Can Social Bookmarking Sites Provide Better Results Than the Search Engines?

May 23rd, 2007 | Categories: SEO, networks, social media, trends

Let’s head back to the SEO days of the late 90’s. META tags were all the rage, most notably META keywords. Now back to 2007… The use of such ‘indicators’ is coming full-swing. Although the ‘META keywords’ phrase is now shunned upon, tagging tends to be a concept that many accept with open arms. At the core, they are essentially the same thing. A user or publisher is providing a word or phrase (i.e. metadata or context) to a given page in this case. However, the amount people that provide this data is the difference.

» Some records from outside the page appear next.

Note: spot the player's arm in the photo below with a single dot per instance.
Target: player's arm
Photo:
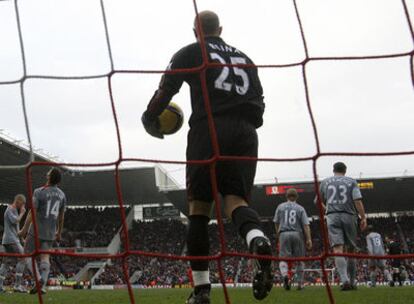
(359, 205)
(306, 230)
(369, 244)
(27, 223)
(17, 218)
(61, 220)
(321, 192)
(308, 237)
(277, 223)
(169, 85)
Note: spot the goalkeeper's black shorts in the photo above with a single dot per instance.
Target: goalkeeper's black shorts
(236, 137)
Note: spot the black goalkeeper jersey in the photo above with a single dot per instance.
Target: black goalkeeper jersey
(232, 90)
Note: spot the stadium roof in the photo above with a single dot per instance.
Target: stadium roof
(139, 185)
(381, 195)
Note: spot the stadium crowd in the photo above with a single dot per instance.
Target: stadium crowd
(95, 227)
(168, 237)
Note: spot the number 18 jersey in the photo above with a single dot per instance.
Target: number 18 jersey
(49, 201)
(290, 216)
(339, 193)
(231, 89)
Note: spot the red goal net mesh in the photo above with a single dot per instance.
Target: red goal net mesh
(201, 70)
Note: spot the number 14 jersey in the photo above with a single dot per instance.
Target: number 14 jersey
(231, 89)
(48, 201)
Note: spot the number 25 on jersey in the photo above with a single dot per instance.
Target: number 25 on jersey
(221, 83)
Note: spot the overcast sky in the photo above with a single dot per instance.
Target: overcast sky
(359, 106)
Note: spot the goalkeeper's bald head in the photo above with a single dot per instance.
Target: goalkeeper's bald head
(210, 24)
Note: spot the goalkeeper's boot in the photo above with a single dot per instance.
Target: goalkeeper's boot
(286, 283)
(262, 278)
(34, 288)
(19, 289)
(202, 297)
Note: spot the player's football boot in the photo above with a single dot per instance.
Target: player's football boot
(203, 297)
(346, 286)
(354, 287)
(34, 289)
(286, 283)
(262, 278)
(19, 289)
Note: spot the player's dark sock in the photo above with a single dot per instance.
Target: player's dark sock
(198, 243)
(352, 269)
(3, 271)
(395, 277)
(247, 220)
(44, 272)
(202, 288)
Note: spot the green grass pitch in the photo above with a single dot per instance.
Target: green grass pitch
(311, 295)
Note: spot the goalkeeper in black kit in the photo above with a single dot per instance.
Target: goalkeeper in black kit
(236, 99)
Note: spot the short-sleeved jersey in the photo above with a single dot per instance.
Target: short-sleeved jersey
(290, 216)
(231, 89)
(11, 226)
(375, 244)
(394, 247)
(49, 201)
(339, 194)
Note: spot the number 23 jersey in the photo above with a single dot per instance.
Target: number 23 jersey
(232, 90)
(339, 194)
(49, 201)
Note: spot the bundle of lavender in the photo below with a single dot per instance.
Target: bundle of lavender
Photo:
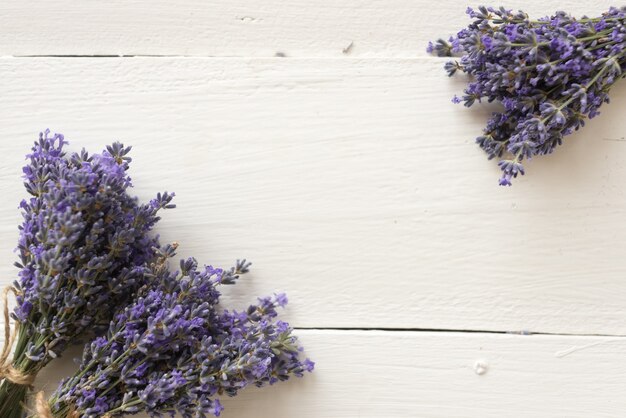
(89, 265)
(171, 351)
(84, 246)
(549, 74)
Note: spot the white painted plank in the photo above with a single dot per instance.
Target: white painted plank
(437, 375)
(354, 185)
(321, 28)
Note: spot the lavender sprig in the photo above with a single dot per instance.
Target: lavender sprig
(549, 74)
(171, 351)
(84, 247)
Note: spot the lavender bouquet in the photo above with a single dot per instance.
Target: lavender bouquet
(84, 247)
(171, 351)
(549, 74)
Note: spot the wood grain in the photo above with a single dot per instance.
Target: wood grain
(438, 375)
(321, 28)
(354, 185)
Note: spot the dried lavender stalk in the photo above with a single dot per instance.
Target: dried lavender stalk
(171, 351)
(84, 247)
(549, 74)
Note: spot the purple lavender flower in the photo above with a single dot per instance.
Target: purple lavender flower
(172, 351)
(84, 248)
(550, 74)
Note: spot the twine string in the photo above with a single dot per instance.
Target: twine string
(7, 371)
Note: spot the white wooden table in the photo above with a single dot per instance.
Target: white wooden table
(318, 140)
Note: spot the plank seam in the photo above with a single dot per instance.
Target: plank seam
(447, 330)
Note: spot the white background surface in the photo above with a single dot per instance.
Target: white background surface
(345, 174)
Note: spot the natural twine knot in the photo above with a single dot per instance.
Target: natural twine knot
(7, 371)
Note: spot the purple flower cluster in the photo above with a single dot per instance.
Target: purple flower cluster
(84, 246)
(172, 351)
(549, 74)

Some are saying that this type system may provide more accurate and relevant results than other search algorithms, most notably Google’s.

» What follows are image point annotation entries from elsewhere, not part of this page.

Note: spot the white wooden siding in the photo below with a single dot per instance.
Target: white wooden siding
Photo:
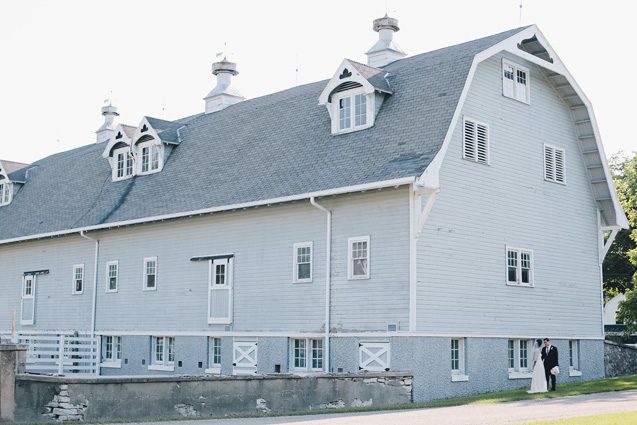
(480, 210)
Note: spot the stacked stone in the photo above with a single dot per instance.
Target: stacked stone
(62, 410)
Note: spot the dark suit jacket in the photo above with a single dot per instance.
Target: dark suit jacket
(550, 358)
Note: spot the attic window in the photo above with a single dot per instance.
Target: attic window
(352, 111)
(123, 168)
(5, 193)
(515, 81)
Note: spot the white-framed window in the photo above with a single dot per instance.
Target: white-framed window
(78, 279)
(27, 303)
(519, 266)
(515, 81)
(573, 358)
(112, 276)
(112, 349)
(307, 355)
(6, 190)
(150, 274)
(303, 262)
(554, 164)
(150, 154)
(458, 370)
(353, 110)
(220, 278)
(475, 141)
(374, 356)
(163, 353)
(520, 358)
(214, 355)
(358, 257)
(123, 164)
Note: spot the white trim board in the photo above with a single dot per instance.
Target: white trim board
(265, 202)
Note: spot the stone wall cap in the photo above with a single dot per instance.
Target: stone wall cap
(14, 347)
(193, 378)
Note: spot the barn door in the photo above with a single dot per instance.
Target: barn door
(373, 356)
(27, 305)
(244, 357)
(220, 291)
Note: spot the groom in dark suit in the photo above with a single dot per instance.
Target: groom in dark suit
(549, 357)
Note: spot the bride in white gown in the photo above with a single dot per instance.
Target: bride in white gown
(538, 382)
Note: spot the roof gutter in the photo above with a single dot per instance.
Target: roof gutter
(94, 307)
(291, 198)
(328, 280)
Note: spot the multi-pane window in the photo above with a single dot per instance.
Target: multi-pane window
(458, 372)
(111, 276)
(150, 154)
(553, 164)
(519, 355)
(163, 350)
(475, 144)
(515, 81)
(214, 355)
(358, 265)
(307, 354)
(344, 113)
(303, 262)
(150, 273)
(78, 278)
(519, 266)
(123, 164)
(351, 112)
(112, 348)
(573, 355)
(5, 193)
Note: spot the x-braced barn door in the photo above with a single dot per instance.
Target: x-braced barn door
(244, 357)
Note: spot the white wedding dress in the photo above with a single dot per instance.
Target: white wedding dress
(538, 381)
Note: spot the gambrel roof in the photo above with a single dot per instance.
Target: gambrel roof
(275, 147)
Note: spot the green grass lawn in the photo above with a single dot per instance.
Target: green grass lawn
(628, 418)
(620, 383)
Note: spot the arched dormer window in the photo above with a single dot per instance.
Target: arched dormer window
(150, 154)
(352, 94)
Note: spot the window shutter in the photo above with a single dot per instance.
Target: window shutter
(483, 138)
(469, 144)
(549, 168)
(559, 165)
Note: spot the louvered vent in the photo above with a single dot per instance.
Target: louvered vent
(475, 146)
(554, 164)
(348, 85)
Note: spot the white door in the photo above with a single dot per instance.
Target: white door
(220, 291)
(244, 357)
(27, 305)
(373, 356)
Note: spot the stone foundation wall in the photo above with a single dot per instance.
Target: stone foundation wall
(619, 359)
(41, 399)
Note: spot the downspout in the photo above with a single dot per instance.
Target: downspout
(94, 309)
(328, 281)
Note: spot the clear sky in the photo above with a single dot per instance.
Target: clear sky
(61, 59)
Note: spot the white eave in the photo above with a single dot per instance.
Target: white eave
(592, 150)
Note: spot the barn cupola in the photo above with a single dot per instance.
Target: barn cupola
(385, 51)
(107, 129)
(224, 94)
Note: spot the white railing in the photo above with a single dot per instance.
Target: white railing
(61, 354)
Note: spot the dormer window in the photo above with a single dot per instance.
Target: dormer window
(5, 193)
(150, 155)
(352, 111)
(123, 164)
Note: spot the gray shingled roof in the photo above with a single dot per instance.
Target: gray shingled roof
(272, 146)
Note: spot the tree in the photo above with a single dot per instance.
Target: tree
(625, 255)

Social bookmarking sites essentially allow a large audience to tag individual pages all over the web. It is similar to providing META keywords, but on a much larger scale. I call it ‘tagging by the masses’. Hopefully the wisdom of the crowds is more pertinent than a computer-based algorithm.

One downfall of such a system is the possibility of gaming or cheating. Mismatched tags and spam can ultimately lead to personal financial gain (for some), as well as inferior results for the user. Though this is easier to accomplish using a tag-based system, gaming is still widespread within traditional, algorithm-based search engines as well. Search engine optimized, AdWords-smothered pages still continue to appear in the results, although an effort has been made to eliminate them.

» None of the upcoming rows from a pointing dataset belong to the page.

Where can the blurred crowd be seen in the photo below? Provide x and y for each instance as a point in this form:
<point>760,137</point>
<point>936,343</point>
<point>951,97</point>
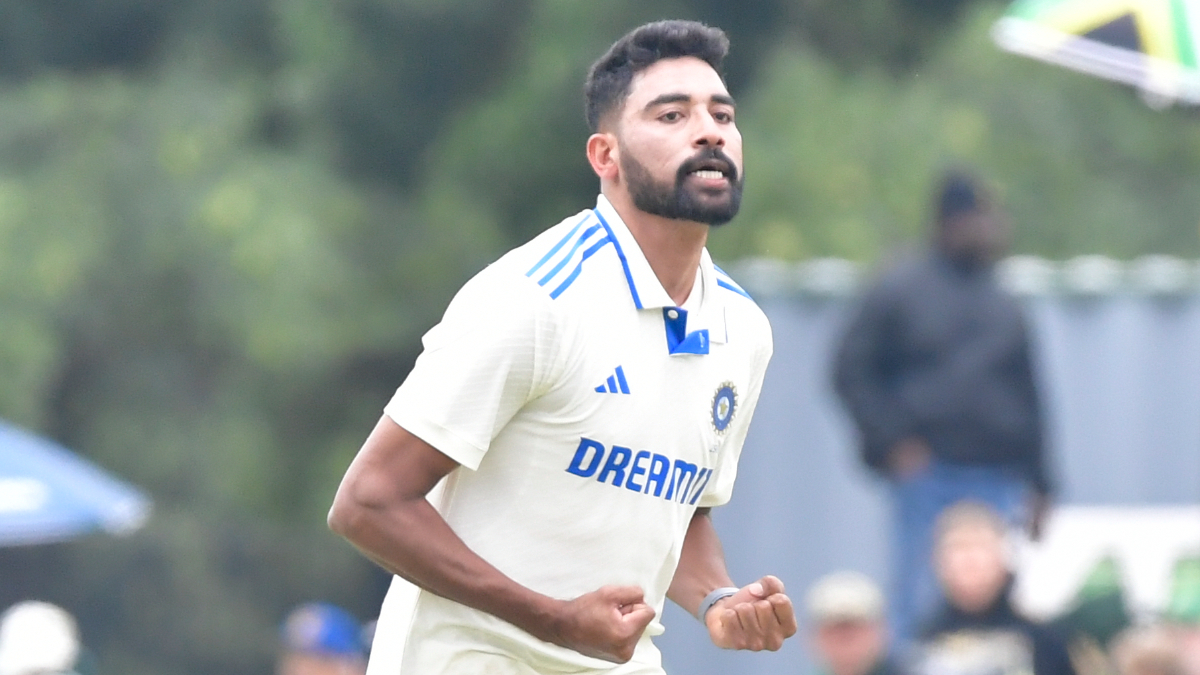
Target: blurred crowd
<point>40,638</point>
<point>976,628</point>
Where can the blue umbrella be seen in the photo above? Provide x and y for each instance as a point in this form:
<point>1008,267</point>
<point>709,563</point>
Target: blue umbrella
<point>49,494</point>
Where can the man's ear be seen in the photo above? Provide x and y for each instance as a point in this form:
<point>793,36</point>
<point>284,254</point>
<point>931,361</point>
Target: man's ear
<point>604,155</point>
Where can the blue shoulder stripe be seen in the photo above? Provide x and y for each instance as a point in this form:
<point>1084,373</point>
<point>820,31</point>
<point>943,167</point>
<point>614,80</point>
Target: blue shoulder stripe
<point>624,263</point>
<point>579,268</point>
<point>569,255</point>
<point>725,281</point>
<point>562,243</point>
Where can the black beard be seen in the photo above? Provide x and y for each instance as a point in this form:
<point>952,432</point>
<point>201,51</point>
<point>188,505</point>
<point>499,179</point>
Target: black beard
<point>678,201</point>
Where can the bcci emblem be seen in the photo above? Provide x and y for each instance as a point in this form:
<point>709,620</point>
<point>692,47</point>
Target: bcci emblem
<point>725,404</point>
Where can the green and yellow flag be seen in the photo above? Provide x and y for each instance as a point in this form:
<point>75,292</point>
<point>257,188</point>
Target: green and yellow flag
<point>1151,45</point>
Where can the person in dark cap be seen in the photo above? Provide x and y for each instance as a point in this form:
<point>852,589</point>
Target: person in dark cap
<point>935,369</point>
<point>322,639</point>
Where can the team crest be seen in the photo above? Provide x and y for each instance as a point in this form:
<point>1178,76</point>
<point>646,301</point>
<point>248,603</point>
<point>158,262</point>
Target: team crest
<point>725,404</point>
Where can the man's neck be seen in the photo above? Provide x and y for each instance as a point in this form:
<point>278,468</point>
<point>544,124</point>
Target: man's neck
<point>671,246</point>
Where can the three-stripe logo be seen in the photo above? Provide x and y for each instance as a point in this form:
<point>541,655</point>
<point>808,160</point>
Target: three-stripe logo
<point>616,383</point>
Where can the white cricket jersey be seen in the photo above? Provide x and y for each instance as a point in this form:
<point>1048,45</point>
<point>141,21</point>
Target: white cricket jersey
<point>591,417</point>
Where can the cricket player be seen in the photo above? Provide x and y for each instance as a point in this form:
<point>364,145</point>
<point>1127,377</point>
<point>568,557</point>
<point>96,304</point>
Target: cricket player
<point>581,407</point>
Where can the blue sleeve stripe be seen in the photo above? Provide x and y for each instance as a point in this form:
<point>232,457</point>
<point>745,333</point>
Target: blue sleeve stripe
<point>579,268</point>
<point>559,245</point>
<point>570,254</point>
<point>624,263</point>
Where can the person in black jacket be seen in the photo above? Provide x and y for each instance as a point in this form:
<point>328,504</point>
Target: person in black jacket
<point>935,370</point>
<point>977,631</point>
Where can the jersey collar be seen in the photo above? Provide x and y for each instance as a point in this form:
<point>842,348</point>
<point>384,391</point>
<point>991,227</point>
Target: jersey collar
<point>645,287</point>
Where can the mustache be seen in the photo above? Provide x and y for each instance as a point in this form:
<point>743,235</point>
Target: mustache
<point>709,159</point>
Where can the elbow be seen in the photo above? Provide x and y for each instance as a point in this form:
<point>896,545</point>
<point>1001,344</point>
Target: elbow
<point>345,515</point>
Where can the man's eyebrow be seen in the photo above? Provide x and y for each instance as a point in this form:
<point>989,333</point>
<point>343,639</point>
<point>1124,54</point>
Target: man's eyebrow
<point>663,100</point>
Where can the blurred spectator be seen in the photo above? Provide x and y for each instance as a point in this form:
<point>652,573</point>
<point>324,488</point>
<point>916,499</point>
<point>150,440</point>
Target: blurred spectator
<point>978,632</point>
<point>322,639</point>
<point>37,638</point>
<point>1146,651</point>
<point>849,633</point>
<point>1097,614</point>
<point>1183,613</point>
<point>935,370</point>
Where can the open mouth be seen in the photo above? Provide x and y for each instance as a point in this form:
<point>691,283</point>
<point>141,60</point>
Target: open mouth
<point>712,168</point>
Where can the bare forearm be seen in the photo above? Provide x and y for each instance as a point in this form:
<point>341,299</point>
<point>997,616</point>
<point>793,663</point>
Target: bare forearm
<point>701,565</point>
<point>381,507</point>
<point>414,542</point>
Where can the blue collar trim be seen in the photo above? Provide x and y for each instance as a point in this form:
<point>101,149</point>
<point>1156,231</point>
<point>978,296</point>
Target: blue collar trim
<point>679,341</point>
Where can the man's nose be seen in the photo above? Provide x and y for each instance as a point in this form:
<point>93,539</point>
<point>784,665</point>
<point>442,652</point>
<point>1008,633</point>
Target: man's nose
<point>709,135</point>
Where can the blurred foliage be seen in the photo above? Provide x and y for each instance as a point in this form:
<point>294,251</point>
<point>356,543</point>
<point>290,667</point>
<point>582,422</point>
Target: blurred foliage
<point>225,225</point>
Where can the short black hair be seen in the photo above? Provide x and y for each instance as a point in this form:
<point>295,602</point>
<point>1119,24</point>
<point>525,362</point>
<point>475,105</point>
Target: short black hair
<point>960,192</point>
<point>609,79</point>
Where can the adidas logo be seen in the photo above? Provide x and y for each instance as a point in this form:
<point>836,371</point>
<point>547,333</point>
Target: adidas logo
<point>616,383</point>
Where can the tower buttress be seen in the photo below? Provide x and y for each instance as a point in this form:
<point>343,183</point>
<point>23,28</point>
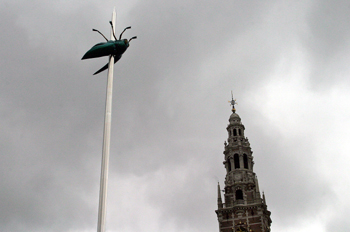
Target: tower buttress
<point>244,208</point>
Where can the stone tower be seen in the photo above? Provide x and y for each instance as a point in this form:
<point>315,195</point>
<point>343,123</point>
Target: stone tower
<point>244,208</point>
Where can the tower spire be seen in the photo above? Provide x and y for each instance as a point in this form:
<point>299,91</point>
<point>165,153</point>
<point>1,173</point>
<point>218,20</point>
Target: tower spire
<point>244,208</point>
<point>233,103</point>
<point>219,197</point>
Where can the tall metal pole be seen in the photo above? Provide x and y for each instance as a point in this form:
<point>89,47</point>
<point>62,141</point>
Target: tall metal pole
<point>106,142</point>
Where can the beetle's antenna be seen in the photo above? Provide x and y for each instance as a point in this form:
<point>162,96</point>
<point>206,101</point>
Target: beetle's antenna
<point>100,34</point>
<point>110,22</point>
<point>135,37</point>
<point>120,37</point>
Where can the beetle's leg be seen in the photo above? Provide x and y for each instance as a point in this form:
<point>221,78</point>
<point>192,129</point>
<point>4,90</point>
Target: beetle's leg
<point>110,22</point>
<point>135,37</point>
<point>100,34</point>
<point>120,37</point>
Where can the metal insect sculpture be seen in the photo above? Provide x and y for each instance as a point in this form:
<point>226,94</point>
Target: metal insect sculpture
<point>115,48</point>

Perhaps one of the traditional, ‘lagging’ search engine should look at incorporating tag-based results in their own algorithm or results. A risk such as this could provide a spark or catalyst that Ask or MSN so desperately needs.

2 Comments

  1. Evsion Lab » Can Social Bookmarking Sites Provide Better Results Than the Search Engines? Says:

    […] Perhaps one of the traditional, ‘lagging’ search engine should look at incorporating tag-based results in their own algorithm or results. A risk such as this could provide a spark or catalyst that Ask or MSN so desperately needs. [ Via Mapping the Web ] […]

  2. Roman Says:

    Sure it provides better results, but these results are for some category of people, usually for crowds.